Epigenetic modifications, particularly DNA methylation and covalent histone modifications, play an important role in regulating chromatin dynamics and therefore have a significant impact on gene expression. Our lab is interested in how epigenetic-mediated dynamic changes in chromatin structure affect gene expression, cell lineage commitment, stem cell pluripotency and self-renewal, and cancer development. Our long-term goal is to apply this basic research to studies of human diseases.
Studies in our lab focus on four different areas. The first is the relationship between ATP-dependent nucleosome remodeling and histone deacetylation.
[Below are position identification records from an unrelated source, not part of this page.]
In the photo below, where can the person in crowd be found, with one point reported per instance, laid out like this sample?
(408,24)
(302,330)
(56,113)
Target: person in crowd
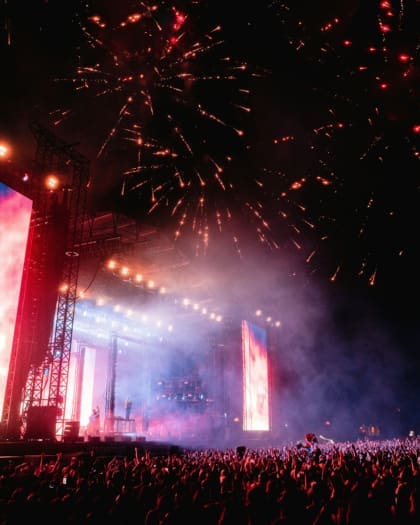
(333,484)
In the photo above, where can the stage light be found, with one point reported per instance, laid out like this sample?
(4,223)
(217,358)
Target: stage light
(125,270)
(4,150)
(52,182)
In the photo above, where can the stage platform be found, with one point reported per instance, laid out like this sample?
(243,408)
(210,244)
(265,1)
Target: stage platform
(99,447)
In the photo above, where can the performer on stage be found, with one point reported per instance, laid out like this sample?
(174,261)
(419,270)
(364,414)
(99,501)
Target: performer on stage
(94,422)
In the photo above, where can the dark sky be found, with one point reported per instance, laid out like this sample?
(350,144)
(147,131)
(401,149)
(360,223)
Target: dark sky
(329,159)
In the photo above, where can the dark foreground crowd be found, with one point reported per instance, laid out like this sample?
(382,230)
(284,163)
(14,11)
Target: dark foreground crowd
(335,483)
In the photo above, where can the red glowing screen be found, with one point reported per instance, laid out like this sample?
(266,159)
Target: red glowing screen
(255,378)
(15,214)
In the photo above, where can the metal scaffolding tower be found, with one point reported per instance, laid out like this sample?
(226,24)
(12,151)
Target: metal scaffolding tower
(52,267)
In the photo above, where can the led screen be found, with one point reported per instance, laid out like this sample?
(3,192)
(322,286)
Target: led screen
(255,378)
(15,214)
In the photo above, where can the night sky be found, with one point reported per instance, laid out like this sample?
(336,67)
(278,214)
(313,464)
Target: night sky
(317,199)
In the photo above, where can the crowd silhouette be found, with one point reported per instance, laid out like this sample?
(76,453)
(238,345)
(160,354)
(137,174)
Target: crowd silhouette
(348,483)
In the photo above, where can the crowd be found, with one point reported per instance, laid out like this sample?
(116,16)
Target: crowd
(301,484)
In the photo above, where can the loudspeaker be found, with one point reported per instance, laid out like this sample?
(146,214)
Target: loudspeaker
(71,430)
(41,423)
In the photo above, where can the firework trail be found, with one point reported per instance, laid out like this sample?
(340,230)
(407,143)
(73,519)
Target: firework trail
(157,81)
(365,150)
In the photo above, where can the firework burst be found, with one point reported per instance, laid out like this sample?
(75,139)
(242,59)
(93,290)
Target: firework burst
(158,79)
(363,70)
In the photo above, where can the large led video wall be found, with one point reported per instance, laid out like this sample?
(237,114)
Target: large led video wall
(15,215)
(256,410)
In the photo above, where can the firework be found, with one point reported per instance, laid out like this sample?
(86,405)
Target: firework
(363,141)
(157,81)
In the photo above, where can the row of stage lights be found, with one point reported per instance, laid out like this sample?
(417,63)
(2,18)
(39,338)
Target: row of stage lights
(52,183)
(124,272)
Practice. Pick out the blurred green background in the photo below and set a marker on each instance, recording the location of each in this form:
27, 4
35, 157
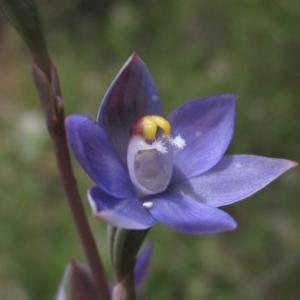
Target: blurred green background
193, 49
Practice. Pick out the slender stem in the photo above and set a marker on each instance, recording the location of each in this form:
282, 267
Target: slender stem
50, 96
69, 183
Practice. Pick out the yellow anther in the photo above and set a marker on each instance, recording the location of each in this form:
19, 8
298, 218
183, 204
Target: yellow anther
148, 126
151, 124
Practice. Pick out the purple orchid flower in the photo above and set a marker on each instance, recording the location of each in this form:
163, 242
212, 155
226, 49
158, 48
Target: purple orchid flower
148, 169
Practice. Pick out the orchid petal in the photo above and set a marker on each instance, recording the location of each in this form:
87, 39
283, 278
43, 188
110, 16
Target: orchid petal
207, 128
97, 156
132, 94
234, 178
186, 215
127, 213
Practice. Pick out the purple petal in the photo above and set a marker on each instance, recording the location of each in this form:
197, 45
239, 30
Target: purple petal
127, 213
186, 215
97, 156
207, 128
132, 95
142, 264
234, 178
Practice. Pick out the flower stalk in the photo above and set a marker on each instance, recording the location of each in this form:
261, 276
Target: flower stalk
24, 17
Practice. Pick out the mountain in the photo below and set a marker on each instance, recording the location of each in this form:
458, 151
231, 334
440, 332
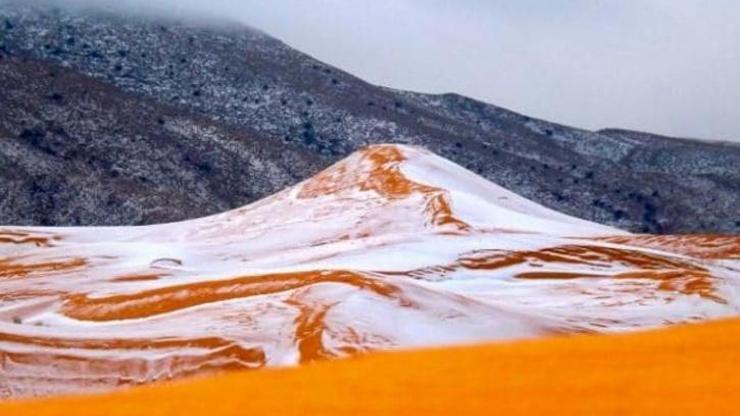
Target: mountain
393, 247
113, 120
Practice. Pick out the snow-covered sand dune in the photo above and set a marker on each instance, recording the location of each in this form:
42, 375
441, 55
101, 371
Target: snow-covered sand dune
393, 247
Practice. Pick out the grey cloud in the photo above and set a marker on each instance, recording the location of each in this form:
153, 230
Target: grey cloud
666, 66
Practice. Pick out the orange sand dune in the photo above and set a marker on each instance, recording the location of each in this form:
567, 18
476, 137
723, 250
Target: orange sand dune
681, 370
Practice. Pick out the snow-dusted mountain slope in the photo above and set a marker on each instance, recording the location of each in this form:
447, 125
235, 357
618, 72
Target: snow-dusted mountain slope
392, 247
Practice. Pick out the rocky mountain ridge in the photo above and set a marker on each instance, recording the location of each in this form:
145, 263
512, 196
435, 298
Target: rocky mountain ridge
283, 108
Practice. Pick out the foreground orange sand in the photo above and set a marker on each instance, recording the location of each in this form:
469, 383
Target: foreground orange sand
682, 370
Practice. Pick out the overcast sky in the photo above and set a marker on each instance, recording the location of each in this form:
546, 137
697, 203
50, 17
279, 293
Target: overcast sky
666, 66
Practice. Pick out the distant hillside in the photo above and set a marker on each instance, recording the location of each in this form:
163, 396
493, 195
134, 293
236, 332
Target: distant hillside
146, 121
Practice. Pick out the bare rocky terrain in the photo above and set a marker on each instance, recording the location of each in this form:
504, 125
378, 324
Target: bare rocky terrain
107, 119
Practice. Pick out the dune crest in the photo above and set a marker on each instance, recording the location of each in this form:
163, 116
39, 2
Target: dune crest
391, 248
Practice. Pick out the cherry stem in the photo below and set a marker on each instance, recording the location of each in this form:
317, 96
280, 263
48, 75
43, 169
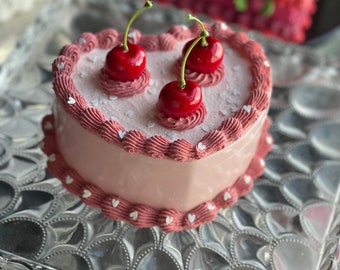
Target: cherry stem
148, 4
182, 83
268, 8
193, 18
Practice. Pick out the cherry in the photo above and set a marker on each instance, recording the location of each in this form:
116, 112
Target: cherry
181, 98
125, 65
126, 61
177, 101
207, 56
This area of study focuses on the nucleosome-remodeling and deacetylase complex NuRD, which we have demonstrated also plays an important role in methylated DNA silencing. We combine biochemical and mouse genetic approaches to understand the biological function of the NuRD complex and how it performs this function. Our recent studies have linked NuRD's function to erythropoiesis and the autoimmune disease lupus.
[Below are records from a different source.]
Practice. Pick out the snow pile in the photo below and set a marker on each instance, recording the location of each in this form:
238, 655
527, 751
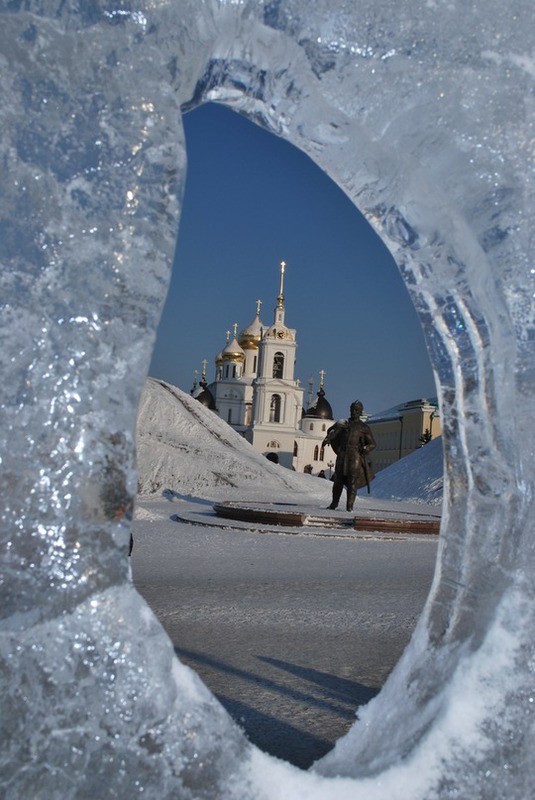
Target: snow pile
417, 478
185, 448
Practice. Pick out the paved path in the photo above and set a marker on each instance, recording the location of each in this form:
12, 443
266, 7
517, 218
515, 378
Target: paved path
292, 633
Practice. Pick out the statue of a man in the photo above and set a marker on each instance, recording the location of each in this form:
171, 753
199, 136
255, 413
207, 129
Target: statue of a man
351, 440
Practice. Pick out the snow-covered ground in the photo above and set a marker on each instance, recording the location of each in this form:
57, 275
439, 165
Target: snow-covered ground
291, 632
186, 449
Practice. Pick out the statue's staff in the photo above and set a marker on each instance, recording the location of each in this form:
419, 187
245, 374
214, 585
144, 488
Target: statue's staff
362, 450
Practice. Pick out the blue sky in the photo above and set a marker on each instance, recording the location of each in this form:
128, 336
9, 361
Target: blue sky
253, 200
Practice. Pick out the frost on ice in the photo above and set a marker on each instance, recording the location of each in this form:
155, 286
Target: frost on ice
422, 112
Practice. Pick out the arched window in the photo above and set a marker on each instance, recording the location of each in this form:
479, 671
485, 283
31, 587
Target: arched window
275, 408
278, 365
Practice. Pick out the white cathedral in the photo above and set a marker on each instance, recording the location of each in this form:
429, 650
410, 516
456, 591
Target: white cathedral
255, 391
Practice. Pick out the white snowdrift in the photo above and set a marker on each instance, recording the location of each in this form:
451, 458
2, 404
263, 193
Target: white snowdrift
418, 478
185, 448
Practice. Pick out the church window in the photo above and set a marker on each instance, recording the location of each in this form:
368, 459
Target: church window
278, 365
275, 408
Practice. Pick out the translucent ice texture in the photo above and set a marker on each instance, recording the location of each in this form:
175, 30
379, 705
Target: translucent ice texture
422, 111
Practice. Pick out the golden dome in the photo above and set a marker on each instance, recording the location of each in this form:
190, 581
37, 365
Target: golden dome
250, 336
233, 352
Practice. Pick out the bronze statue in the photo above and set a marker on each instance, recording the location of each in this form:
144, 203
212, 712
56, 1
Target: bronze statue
351, 440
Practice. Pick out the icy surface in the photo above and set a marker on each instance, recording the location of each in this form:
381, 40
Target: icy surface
422, 112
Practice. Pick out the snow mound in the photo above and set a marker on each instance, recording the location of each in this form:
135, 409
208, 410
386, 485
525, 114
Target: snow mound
185, 448
417, 478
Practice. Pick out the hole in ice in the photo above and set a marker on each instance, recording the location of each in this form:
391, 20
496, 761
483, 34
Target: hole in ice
291, 633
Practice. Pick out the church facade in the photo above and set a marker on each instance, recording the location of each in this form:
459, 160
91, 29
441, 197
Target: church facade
255, 390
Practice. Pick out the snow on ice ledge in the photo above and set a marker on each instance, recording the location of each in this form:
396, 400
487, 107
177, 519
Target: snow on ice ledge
422, 112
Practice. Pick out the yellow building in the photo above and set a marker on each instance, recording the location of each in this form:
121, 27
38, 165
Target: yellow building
403, 429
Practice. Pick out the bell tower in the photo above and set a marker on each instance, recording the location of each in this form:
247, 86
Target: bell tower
278, 399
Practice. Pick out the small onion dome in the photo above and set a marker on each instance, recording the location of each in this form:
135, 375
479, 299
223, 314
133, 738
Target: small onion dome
233, 352
322, 409
250, 337
205, 397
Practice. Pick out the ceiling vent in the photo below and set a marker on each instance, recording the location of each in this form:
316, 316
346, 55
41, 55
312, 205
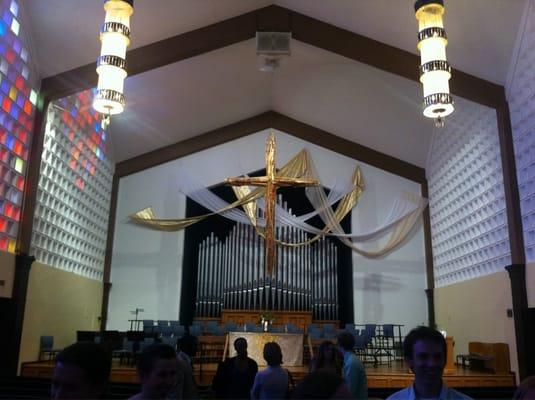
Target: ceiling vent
273, 43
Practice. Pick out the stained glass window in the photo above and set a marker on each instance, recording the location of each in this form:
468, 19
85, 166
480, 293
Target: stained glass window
18, 99
73, 197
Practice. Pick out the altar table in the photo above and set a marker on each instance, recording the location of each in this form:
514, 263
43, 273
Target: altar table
291, 345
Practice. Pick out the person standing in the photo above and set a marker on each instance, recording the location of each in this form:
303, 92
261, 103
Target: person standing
425, 353
158, 371
235, 376
352, 369
81, 371
274, 381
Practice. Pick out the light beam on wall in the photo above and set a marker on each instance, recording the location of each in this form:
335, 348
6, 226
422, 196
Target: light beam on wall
435, 71
111, 65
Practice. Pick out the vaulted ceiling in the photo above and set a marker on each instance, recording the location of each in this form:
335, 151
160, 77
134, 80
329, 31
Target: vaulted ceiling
216, 88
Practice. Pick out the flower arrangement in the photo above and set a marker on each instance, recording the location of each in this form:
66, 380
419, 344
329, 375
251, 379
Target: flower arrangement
266, 319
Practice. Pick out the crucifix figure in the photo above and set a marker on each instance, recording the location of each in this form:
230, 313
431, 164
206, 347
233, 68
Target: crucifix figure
271, 182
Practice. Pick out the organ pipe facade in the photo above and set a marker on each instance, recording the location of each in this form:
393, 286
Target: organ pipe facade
231, 274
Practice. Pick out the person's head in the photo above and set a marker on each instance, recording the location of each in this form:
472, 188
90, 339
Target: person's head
188, 344
157, 368
425, 352
240, 345
321, 384
526, 389
327, 352
346, 341
81, 371
273, 354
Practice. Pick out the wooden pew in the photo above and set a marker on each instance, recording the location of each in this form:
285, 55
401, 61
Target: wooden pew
490, 356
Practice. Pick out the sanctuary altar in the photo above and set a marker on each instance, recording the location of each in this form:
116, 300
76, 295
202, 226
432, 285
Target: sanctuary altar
291, 345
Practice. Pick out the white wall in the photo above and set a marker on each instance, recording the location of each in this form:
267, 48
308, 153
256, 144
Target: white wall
146, 265
520, 89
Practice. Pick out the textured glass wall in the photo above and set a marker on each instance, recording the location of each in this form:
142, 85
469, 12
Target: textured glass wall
71, 217
522, 107
466, 196
17, 105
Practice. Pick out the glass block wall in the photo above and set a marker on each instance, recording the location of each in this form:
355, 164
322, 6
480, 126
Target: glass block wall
521, 96
18, 98
466, 197
73, 198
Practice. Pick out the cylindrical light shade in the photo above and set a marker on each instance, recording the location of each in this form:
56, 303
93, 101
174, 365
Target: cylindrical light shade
435, 72
111, 65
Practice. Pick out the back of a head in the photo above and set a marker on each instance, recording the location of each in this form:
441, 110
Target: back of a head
526, 389
151, 354
81, 371
422, 333
346, 341
90, 357
318, 385
273, 354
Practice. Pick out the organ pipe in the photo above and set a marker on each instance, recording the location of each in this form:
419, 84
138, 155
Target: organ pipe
231, 274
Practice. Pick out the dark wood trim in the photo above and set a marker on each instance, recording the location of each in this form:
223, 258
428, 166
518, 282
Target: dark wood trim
12, 315
517, 275
109, 253
387, 58
430, 295
510, 183
193, 145
304, 29
106, 288
281, 122
429, 264
24, 237
517, 271
348, 148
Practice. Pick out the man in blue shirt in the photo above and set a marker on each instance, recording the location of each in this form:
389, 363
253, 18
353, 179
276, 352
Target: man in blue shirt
425, 353
353, 370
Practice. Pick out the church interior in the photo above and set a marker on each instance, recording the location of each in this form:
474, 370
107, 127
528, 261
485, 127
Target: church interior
206, 85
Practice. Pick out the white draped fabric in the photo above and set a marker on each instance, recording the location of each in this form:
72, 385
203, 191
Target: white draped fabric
398, 223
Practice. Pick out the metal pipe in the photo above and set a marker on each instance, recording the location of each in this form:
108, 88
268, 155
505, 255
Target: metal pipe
199, 281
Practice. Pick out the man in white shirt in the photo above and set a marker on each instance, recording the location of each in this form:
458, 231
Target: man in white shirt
425, 353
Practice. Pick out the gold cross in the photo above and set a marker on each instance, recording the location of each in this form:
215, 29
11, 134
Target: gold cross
271, 182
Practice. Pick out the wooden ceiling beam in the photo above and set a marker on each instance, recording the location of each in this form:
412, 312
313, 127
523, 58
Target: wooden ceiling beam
274, 18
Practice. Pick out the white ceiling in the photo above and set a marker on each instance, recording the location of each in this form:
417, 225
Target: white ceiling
349, 99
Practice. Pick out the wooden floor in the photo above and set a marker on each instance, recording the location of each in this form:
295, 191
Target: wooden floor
383, 376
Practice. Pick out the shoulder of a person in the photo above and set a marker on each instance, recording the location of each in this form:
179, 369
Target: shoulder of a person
400, 394
456, 395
In our second area of study, we are identifying and characterizing novel enzymes capable of covalently modifying histones, including histone methyltransferases, demethylases, and histone ubiquitin E3 ligases. Of the histone methyltransferases that we have identified, we focus on EZH2 and hDOT1 because of their functions in stem cell and cancer biology. For example, the EZH2 complex silences important differentiation genes in ES cells and is linked to different types of solid cancers, and hDOT1 is linked to leukemia. We used a novel biochemical assay and have identified a large family of histone demethylases—the JmjC-domain–containing proteins. Using a loss-of-function approach, we have demonstrated that certain demethylases are important for spermatogenesis and cellular metabolism.
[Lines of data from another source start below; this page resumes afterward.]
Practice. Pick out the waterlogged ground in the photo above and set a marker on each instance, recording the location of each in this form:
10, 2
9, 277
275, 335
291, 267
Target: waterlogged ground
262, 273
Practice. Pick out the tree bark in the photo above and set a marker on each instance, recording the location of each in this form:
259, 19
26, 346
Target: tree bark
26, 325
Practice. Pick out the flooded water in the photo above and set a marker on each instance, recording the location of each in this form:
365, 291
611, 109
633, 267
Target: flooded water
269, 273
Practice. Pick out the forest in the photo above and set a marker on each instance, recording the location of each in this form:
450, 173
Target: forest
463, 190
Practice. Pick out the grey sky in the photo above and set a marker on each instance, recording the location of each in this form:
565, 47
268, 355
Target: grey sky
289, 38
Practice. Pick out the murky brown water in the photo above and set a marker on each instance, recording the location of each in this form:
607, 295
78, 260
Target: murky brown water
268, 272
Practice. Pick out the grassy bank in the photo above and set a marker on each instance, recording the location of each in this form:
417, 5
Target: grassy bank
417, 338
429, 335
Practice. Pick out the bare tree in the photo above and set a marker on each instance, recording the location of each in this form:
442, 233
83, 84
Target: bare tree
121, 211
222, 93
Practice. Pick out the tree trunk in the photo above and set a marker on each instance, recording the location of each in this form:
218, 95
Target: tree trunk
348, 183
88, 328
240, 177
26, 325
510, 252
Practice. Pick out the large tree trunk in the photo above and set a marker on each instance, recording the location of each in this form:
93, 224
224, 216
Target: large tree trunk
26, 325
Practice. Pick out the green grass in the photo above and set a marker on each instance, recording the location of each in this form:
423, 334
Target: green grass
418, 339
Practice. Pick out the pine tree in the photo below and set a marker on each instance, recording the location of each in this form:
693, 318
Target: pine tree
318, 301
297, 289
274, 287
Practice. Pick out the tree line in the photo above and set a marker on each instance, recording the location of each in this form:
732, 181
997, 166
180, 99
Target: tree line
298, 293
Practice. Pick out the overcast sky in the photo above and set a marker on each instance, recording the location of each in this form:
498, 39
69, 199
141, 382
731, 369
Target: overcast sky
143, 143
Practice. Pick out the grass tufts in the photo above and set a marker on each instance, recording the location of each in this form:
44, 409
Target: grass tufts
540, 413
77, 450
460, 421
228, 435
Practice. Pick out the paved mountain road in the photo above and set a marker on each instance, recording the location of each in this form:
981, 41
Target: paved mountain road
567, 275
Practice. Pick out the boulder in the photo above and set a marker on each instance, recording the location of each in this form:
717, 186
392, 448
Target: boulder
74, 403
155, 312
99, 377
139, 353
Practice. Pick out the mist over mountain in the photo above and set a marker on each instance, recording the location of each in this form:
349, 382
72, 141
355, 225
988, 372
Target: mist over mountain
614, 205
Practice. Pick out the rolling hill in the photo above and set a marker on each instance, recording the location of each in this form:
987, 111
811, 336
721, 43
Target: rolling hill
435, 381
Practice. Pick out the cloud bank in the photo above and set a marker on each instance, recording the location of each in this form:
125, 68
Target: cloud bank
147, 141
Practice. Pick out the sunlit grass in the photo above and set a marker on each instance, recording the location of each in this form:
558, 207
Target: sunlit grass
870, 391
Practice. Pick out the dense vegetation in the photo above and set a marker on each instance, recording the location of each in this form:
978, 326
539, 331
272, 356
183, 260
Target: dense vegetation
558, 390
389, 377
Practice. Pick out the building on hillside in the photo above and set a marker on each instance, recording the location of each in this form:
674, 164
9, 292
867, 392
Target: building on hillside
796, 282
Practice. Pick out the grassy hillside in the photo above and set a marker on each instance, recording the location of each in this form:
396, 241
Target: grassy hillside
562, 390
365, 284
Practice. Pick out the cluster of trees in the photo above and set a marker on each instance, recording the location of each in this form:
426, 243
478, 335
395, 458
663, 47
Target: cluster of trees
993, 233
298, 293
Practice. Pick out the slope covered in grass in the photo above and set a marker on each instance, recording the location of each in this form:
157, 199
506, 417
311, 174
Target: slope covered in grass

Our third area of focus involves the role of various epigenetic modifications in cell lineage commitment, maintenance, and stem cell biology. We are evaluating the effect of various epigenetic factors in induced pluripotent stem (iPS) cell generation and the therapeutic potential of iPS cells. Our goal is to develop an epigenetic-based therapy for human diseases.
Our fourth area of research involves identification and characterization of small chemical compounds that can modulate the enzymatic activities of the histone methyltransferases EZH2 and hDOT1. By performing high-throughput screening of chemical libraries, followed by in vitro and in vivo verification, we hope to identify compounds that inhibit the EZH2 and hDOT1 enzymatic activities. Our goal is to use this information to develop drugs for the treatment of cancer.